How Does Python Handle Signals (on Windows)?

(Background: I’ve recently and less recently worked through a couple of issues with Python’s Ctrl-C handling under Windows. These required me to dig into the corners of Python’s signal-handling mechanism as interpreted on Windows. This post is something of an aide memoire for myself for the next time I have to dig.).

Signals are a Posix mechanism whereby User-space code can be called by Kernel-space code as a result of some event (which might itself have been initiated by other User-space code). At least, that’s the understanding of this ignorant Windows-based developer.

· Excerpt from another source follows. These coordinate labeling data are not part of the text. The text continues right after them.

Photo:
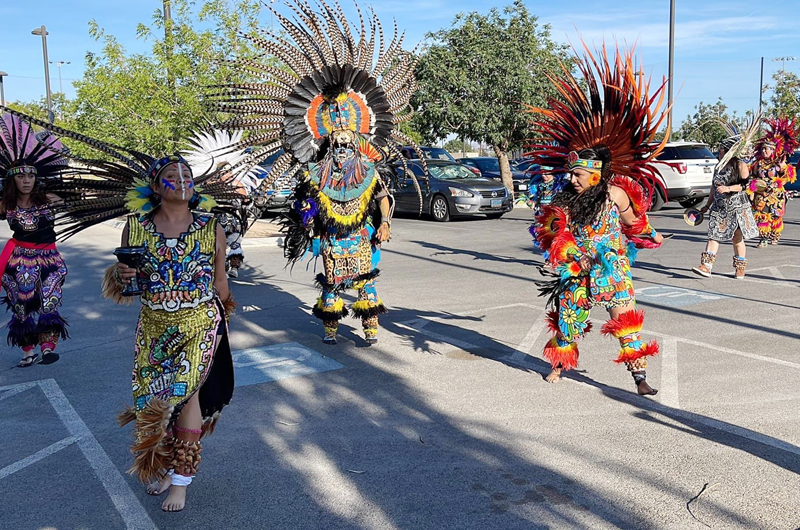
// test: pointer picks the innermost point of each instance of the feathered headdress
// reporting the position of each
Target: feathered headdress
(781, 135)
(739, 144)
(210, 152)
(97, 189)
(617, 111)
(332, 76)
(23, 151)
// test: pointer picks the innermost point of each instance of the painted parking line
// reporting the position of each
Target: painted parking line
(280, 361)
(133, 515)
(668, 295)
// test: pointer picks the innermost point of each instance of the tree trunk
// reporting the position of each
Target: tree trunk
(505, 169)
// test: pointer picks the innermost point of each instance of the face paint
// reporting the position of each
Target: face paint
(182, 181)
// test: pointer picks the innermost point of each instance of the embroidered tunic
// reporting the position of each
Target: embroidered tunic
(181, 320)
(33, 277)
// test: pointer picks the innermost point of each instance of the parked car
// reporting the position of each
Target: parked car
(685, 171)
(452, 190)
(280, 192)
(490, 168)
(431, 153)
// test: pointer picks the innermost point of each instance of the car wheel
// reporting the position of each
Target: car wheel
(440, 210)
(689, 203)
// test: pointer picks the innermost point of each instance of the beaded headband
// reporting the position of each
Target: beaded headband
(590, 165)
(156, 167)
(21, 170)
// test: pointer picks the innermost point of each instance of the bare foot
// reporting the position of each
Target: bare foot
(646, 390)
(554, 376)
(176, 499)
(157, 488)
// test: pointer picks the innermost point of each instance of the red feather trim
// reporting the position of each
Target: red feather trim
(566, 356)
(638, 227)
(552, 321)
(628, 355)
(625, 324)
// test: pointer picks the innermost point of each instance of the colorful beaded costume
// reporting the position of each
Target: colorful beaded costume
(32, 268)
(770, 175)
(334, 108)
(591, 261)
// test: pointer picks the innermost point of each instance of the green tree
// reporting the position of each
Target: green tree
(476, 77)
(785, 98)
(707, 125)
(150, 102)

For practical purposes, it means you can set up your code to be called asynchronously by installing a signal handler for a particular signal. Lots more information, of course, over at Wikipedia. Windows (which is not short of native IPC mechanisms, asynchronous and otherwise) offers an emulation of the Posix signals via the C runtime library, and this is what Python mostly uses.

However, as you’ll see from the Python docs Python doesn’t allow arbitrary code to be called directly by the OS. Instead, it keeps track of what handlers you’ve set up via the signal module and then calls them when it’s got a moment. The “when it’s got a moment” means, essentially, that Modules/signalmodule.c:PyErr_CheckSignals is called all over the place, but especially is called via the eval-loop’s pending calls mechanism.

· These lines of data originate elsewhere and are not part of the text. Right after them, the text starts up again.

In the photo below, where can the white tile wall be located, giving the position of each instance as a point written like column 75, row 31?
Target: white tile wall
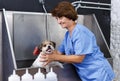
column 115, row 37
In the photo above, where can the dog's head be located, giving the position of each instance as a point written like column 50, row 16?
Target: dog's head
column 47, row 46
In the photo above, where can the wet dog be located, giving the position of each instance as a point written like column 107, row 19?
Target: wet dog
column 46, row 47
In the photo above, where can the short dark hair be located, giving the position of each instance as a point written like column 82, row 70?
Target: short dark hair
column 65, row 9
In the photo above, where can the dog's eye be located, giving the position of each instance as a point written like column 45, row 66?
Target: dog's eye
column 44, row 45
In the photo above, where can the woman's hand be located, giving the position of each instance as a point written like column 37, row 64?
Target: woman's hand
column 47, row 58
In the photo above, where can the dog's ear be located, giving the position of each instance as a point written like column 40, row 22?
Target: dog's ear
column 36, row 51
column 40, row 47
column 54, row 44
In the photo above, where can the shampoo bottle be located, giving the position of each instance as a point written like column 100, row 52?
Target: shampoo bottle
column 14, row 77
column 51, row 76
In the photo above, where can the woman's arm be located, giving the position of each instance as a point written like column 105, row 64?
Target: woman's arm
column 57, row 56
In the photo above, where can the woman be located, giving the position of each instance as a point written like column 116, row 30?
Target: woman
column 79, row 47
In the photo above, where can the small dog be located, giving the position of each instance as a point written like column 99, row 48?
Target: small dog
column 46, row 47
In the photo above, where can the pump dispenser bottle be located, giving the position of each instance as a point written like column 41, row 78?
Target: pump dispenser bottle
column 14, row 77
column 51, row 76
column 39, row 76
column 27, row 76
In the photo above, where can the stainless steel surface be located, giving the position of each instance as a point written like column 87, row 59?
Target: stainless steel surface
column 27, row 30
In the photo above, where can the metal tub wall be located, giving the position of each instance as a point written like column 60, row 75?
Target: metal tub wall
column 30, row 29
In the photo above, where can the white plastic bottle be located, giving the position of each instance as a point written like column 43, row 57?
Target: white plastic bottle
column 39, row 76
column 51, row 76
column 14, row 77
column 27, row 76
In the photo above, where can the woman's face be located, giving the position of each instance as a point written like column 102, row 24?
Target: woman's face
column 63, row 21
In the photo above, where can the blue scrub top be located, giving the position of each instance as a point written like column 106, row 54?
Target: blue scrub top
column 95, row 66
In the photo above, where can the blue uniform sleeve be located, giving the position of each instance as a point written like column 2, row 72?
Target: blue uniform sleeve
column 61, row 47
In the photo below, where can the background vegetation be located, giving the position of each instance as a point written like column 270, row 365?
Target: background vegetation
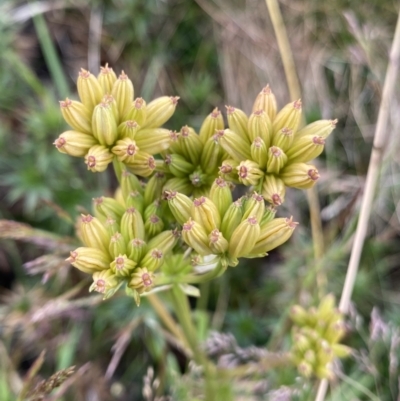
column 210, row 53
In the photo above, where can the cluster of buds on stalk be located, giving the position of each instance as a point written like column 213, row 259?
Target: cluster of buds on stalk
column 216, row 225
column 110, row 124
column 268, row 150
column 316, row 335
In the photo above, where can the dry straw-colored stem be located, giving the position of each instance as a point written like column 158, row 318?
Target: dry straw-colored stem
column 380, row 140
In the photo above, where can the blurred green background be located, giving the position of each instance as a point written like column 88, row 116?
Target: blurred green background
column 210, row 53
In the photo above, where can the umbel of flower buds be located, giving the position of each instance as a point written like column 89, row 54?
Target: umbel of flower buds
column 108, row 123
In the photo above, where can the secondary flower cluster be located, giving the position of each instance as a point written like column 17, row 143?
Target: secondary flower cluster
column 316, row 335
column 110, row 124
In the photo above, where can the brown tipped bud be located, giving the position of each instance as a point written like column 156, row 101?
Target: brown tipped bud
column 322, row 128
column 98, row 158
column 136, row 248
column 260, row 126
column 299, row 175
column 153, row 141
column 196, row 237
column 213, row 122
column 128, row 129
column 305, row 148
column 244, row 237
column 122, row 266
column 190, row 144
column 117, row 245
column 179, row 204
column 266, row 101
column 273, row 234
column 160, row 110
column 104, row 126
column 89, row 260
column 132, row 225
column 276, row 160
column 238, row 121
column 249, row 172
column 123, row 93
column 125, row 150
column 76, row 115
column 273, row 190
column 89, row 89
column 141, row 280
column 289, row 117
column 93, row 233
column 142, row 165
column 205, row 213
column 137, row 111
column 235, row 145
column 74, row 143
column 106, row 78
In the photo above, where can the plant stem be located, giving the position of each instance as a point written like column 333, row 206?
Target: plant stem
column 380, row 140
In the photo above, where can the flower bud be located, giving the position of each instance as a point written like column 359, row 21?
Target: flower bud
column 74, row 143
column 93, row 233
column 221, row 195
column 105, row 282
column 117, row 245
column 254, row 207
column 238, row 147
column 288, row 117
column 141, row 280
column 299, row 175
column 179, row 204
column 260, row 126
column 125, row 150
column 128, row 129
column 244, row 237
column 273, row 190
column 89, row 89
column 76, row 115
column 104, row 126
column 249, row 172
column 106, row 78
column 136, row 249
column 98, row 158
column 205, row 213
column 178, row 165
column 218, row 244
column 123, row 93
column 305, row 148
column 142, row 165
column 322, row 128
column 238, row 121
column 273, row 234
column 122, row 266
column 89, row 260
column 283, row 139
column 266, row 101
column 259, row 150
column 153, row 140
column 231, row 219
column 137, row 111
column 213, row 122
column 160, row 110
column 153, row 259
column 132, row 225
column 196, row 237
column 276, row 160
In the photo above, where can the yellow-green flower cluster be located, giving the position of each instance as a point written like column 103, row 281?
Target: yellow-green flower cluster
column 192, row 161
column 216, row 225
column 316, row 335
column 108, row 123
column 268, row 151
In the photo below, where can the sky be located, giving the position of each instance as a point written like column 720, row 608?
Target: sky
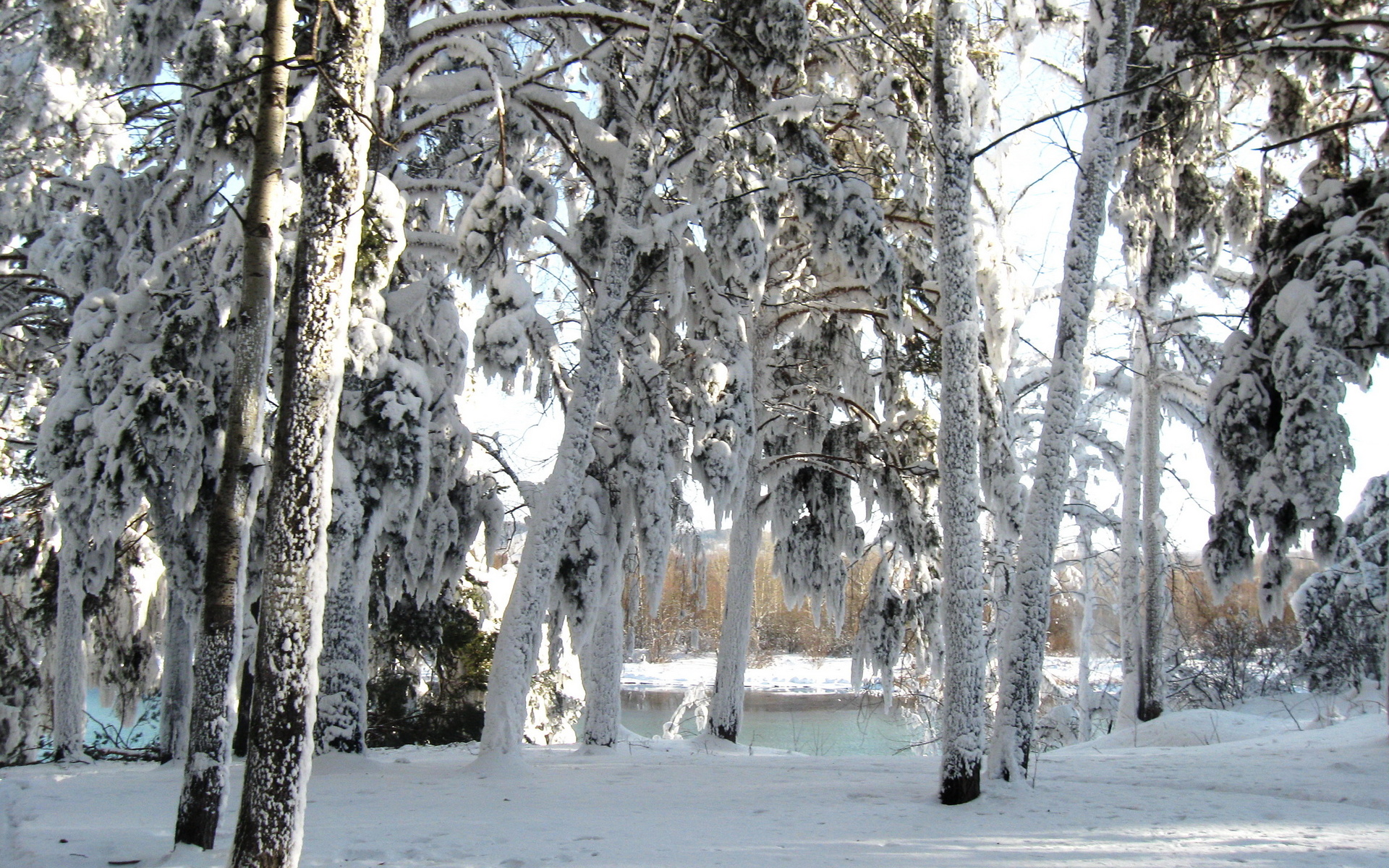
column 1038, row 171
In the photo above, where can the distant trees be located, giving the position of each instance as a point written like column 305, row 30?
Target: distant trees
column 735, row 244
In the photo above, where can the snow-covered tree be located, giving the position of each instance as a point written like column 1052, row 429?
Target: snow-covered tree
column 1314, row 326
column 963, row 733
column 1342, row 610
column 1024, row 643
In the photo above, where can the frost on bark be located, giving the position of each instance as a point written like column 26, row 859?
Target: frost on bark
column 1316, row 324
column 726, row 710
column 270, row 824
column 1024, row 643
column 961, row 742
column 519, row 638
column 182, row 560
column 218, row 641
column 1152, row 671
column 1342, row 610
column 1131, row 542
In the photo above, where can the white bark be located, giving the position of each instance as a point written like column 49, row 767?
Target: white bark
column 726, row 705
column 959, row 439
column 270, row 825
column 1024, row 644
column 1131, row 556
column 69, row 664
column 1085, row 697
column 519, row 639
column 600, row 663
column 1152, row 692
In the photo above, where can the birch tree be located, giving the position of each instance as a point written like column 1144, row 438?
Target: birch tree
column 1024, row 643
column 218, row 646
column 270, row 822
column 963, row 731
column 595, row 377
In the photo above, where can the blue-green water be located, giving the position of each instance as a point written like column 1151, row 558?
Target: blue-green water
column 818, row 724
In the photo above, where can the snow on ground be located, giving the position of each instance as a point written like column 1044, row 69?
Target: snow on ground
column 1294, row 799
column 785, row 673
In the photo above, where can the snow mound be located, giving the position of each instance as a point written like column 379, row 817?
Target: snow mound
column 1189, row 728
column 785, row 674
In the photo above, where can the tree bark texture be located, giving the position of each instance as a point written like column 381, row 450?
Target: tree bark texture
column 1024, row 644
column 270, row 825
column 519, row 639
column 1131, row 556
column 1152, row 692
column 959, row 439
column 216, row 661
column 726, row 705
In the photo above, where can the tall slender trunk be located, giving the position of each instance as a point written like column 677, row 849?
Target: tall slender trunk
column 519, row 639
column 959, row 439
column 344, row 664
column 69, row 661
column 1131, row 557
column 270, row 825
column 600, row 661
column 1152, row 692
column 1024, row 644
column 216, row 660
column 726, row 706
column 181, row 613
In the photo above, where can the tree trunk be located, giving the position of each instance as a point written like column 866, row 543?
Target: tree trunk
column 69, row 663
column 726, row 705
column 1084, row 696
column 519, row 639
column 270, row 825
column 344, row 664
column 1152, row 692
column 1131, row 557
column 600, row 661
column 181, row 613
column 1024, row 644
column 216, row 661
column 959, row 439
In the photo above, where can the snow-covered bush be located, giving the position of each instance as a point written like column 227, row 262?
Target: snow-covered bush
column 1341, row 610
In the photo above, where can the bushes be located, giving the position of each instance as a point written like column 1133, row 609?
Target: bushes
column 431, row 668
column 689, row 621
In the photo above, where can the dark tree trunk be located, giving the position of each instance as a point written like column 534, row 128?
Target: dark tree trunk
column 270, row 825
column 218, row 642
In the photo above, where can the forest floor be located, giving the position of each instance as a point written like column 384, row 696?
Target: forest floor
column 1213, row 788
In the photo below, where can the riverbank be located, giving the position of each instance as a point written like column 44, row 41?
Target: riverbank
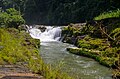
column 98, row 40
column 18, row 49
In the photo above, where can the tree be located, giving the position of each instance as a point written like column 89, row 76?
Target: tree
column 11, row 18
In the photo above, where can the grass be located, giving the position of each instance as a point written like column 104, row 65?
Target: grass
column 18, row 47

So what does this mean in term’s of Python’s codebase?

* The heart of the signal handling mechanism is in Modules/signalmodule.c

* The signal module keeps track in a Handlers structure of the Python handlers registered via the signal.signal function. When the mechanism fires up, it pulls the appropriate function out of that structure and calls it.

* Python registers Modules/signalmodule.c:signal_handler with the OS as a global signal handler which, when fired by the OS, calls Modules/signalmodule.c:trip_signal which indicates that the corresponding Python signal handler should be called at the next available point.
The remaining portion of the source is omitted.